Laurent,
thanks for putting some effort into a reproducible test case (the example also causes a deadlock on my machine). Your modified client code basically runs into similar problems as the old iterative solution. What you would probably need to do is discard all pending results of an iterator before you launch a new updating query. There are several reasons why it's advisable to fetch all results before performing another update. One of them is that the internal database pointers used in one query might get invalid if an updating query is performed at the same time.
Another solution would be to first cache all query results on the server before they are sent over to the client. This means, however, that the whole query has to be evaluated before the results can be sent over the network, which would introduce another delay (next, the server-side caching might turn out to be a memory hog if numerous clients communicate with the server at the same time, or don't even fetch their results).
Maybe a related question: What are your criterias for canceling an iterative query? In other words, could you decide how many query result are needed before executing a query?

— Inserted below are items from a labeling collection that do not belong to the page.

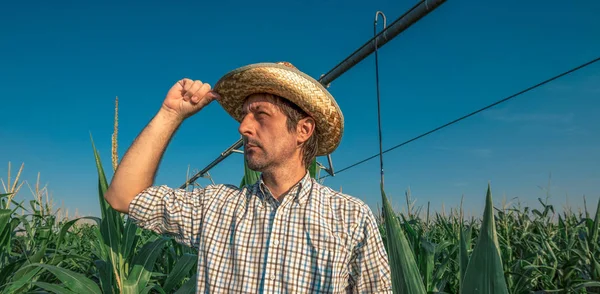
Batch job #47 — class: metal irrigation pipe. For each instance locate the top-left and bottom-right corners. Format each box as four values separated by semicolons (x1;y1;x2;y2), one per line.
180;0;446;189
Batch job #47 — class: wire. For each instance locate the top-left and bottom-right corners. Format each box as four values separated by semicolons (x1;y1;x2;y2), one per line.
319;57;600;180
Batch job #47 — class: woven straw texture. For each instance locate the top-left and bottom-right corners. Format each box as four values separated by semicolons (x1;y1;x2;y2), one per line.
214;62;344;156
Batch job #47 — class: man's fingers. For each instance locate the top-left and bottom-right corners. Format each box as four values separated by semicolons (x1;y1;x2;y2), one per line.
182;81;202;101
192;84;210;103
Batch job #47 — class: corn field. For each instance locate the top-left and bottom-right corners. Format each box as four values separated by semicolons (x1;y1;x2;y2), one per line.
0;148;600;294
0;99;600;294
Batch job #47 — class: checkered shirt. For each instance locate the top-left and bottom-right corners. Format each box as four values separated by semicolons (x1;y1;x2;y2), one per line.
129;172;392;293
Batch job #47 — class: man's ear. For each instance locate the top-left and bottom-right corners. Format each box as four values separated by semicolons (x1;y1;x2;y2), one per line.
296;117;316;145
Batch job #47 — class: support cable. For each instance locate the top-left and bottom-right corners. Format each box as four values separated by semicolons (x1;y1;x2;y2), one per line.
319;57;600;180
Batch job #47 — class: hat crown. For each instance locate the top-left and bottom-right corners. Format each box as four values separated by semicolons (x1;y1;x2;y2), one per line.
277;61;297;69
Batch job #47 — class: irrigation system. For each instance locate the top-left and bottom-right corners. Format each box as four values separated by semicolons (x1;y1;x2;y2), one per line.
180;0;446;189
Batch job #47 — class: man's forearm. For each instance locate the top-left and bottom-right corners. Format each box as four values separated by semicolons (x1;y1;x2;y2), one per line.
104;108;182;213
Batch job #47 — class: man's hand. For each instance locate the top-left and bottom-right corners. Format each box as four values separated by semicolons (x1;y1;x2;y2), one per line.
162;79;219;120
104;79;220;213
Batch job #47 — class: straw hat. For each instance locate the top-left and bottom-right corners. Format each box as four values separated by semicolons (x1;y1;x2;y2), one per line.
214;62;344;156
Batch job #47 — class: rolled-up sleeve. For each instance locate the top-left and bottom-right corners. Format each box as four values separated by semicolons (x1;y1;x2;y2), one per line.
129;185;206;248
350;207;392;293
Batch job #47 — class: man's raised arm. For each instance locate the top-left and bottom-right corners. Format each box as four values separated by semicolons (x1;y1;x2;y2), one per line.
104;79;218;213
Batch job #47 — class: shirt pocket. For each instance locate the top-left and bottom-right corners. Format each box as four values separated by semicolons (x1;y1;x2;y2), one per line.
299;238;350;293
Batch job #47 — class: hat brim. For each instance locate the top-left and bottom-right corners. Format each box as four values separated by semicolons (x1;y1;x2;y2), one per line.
214;63;344;156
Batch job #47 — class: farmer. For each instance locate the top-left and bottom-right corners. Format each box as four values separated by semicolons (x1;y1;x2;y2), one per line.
105;62;392;293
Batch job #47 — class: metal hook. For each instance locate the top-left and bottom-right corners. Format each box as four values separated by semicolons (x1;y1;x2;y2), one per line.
375;10;387;29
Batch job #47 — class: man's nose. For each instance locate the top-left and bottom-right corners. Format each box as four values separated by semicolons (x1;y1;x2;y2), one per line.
238;114;252;136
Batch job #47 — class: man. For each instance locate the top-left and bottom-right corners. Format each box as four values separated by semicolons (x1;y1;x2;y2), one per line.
105;63;392;293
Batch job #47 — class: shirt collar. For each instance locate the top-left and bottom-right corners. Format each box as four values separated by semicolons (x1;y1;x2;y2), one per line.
255;170;313;205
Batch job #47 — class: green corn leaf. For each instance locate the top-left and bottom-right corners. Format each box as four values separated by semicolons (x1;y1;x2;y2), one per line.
458;227;471;284
123;237;169;293
175;274;198;294
162;253;198;292
94;260;118;294
419;239;435;292
381;185;427;294
25;263;101;294
33;282;78;294
121;218;139;260
0;209;12;252
589;195;600;252
460;184;508;294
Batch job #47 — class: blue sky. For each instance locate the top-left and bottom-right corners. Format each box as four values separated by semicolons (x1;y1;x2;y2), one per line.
0;0;600;215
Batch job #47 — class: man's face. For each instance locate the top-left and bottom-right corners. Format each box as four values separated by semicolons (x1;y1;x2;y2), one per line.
238;94;298;171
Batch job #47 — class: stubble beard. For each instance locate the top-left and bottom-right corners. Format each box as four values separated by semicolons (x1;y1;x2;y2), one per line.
246;148;269;172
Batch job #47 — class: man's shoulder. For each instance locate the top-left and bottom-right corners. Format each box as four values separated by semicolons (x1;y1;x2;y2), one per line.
313;180;372;214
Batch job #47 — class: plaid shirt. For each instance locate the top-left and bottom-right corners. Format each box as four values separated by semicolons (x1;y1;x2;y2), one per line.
129;172;392;293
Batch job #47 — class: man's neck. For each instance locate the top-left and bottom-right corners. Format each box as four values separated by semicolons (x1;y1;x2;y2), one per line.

Christian ___________________________
On Fri, Oct 28, 2011 at 4:00 PM, Laurent Chevalier l.chevalier@cyim.com wrote:
Hi Christian,
I have finally succeeded to reproduce the deadlock problem with a unitary test code in Java that you will find enclosed. I recommend to read the notes 1, 2 and 3 in DeadlockTest.java. I encountered difficulties to reproduce the problem as it happens only if the iterative query returns a minimum amount of data (see Note 3, line 69 in DeadlockTest.java).
The deadlock problem does not happen with the unmodified client. It seems normal as this client gets all results at one stroke and caches them.

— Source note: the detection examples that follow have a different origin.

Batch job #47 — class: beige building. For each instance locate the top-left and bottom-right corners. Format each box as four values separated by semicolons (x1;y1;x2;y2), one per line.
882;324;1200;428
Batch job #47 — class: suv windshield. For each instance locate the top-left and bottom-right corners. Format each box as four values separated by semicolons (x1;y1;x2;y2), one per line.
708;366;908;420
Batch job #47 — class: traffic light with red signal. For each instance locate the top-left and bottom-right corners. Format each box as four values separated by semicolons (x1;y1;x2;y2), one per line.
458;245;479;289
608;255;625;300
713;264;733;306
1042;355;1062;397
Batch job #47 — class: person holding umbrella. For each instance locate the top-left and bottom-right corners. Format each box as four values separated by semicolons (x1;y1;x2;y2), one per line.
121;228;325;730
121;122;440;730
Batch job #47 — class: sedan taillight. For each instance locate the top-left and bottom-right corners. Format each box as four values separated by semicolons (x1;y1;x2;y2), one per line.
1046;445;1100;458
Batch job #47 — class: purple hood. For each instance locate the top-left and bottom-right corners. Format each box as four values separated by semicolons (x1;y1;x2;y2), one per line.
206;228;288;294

But, I have to modify the client to avoid caching (to save memory). You will find enclosed the modified client. Four classes need to be changed : ClientQuery, ClientSession, Query and Session.
Best regards, Laurent
-----Message d'origine----- De : Christian Grün [mailto:christian.gruen@gmail.com] Envoyé : jeudi 27 octobre 2011 19:02 À : Laurent Chevalier Cc : basex-talk@mailman.uni-konstanz.de Objet : Re: [basex-talk] BaseX server deadlock
Laurent,
thanks for your feedback. I am wondering that the deadlock problem hasn't been fixed with 7.0, as all API database operations should now be atomic. Just in case.. Could you tell me if you are also encountering the locking issue with the unmodified client?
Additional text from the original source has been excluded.